A curator’s exhibition is a artwork in itself, an integrated and independent expression that also constructs a great ecological mechanism.
In this week’s lecture we talked about some of the things we need to consider when curating an exhibition. It’s time, budget, space and funding. James Clegg, curator of the Talbot Rice Gallery, talked to us about the layout of the artworks in an exhibition, such as the need to place objects by the windows to avoid direct sunlight, the layout of the lighting and the choice of wall colours. For example, the placement of objects by the windows to avoid direct sunlight, the layout of the lighting and the choice of wall colours.
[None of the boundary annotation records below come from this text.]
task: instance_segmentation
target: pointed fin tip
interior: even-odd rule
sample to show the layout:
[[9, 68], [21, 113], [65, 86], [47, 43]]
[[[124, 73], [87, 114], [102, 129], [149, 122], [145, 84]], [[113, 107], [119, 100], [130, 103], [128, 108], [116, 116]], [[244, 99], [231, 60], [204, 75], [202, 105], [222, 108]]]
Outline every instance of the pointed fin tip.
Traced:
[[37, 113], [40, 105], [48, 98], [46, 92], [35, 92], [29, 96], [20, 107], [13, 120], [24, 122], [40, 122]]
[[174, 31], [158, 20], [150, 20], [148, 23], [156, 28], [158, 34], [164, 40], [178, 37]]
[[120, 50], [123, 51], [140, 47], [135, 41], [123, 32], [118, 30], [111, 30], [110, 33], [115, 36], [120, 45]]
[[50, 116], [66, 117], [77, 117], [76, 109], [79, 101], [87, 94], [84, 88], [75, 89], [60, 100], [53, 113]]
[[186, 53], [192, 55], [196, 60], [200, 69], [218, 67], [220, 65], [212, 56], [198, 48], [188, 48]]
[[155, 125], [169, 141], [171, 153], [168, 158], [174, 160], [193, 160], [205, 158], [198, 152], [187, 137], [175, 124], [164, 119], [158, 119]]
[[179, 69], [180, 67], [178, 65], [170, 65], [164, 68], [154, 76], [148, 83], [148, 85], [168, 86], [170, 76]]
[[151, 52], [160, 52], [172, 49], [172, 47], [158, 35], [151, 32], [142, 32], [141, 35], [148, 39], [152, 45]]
James Clegg talking about the layout

James Clegg looks at light in curation

Regarding my curatorial project “Food Funeral”, the exhibition tends to explore the relationship between humans and space, environment, and ecology; thus, the layout of the site should fully reflect this relationship, so that visitors can feel this connection while visiting the exhibition.
Depending on the theme of the show, some symbolic arrangements can be used. For example, the artworks can be arranged in a “prosperity” to “decline” order, beginning with food works full of vigour and vitality and gradually transitioning to works reflecting environmental damage and ecological imbalance, thereby reflecting the impact of human activities on the environment and ecology. The paintings are intended to depict the effects of human activity on the environment and ecology.
When picking a site, consider spaces with natural components, such as interior rooms with lots of greenery or outdoor spaces, to stress ecological and environmental topics. At the same time, the site’s layout should make full use of these natural components, ensuring that the artwork and the natural environment complement one another.
When selecting lighting and hues, consider how to best showcase the artwork’s traits and themes. Dimmer lights and cooler colours can be used to create a somber and gloomy atmosphere for works depicting environmental catastrophe, whilst bright lights and warmer colours can be used to showcase the energy and vigour of the works in food.Furthermore, the layout must consider visitor flow, avoiding packed or empty areas so that people may experience the artwork in a comfortable setting.
Finally, it should be emphasized that the venue layout is only one aspect of exhibition design, and it must be addressed with other aspects such as timeframe and money. As a result, when developing exhibition plans, all variables should be carefully evaluated to ensure the exhibition’s success and efficacy.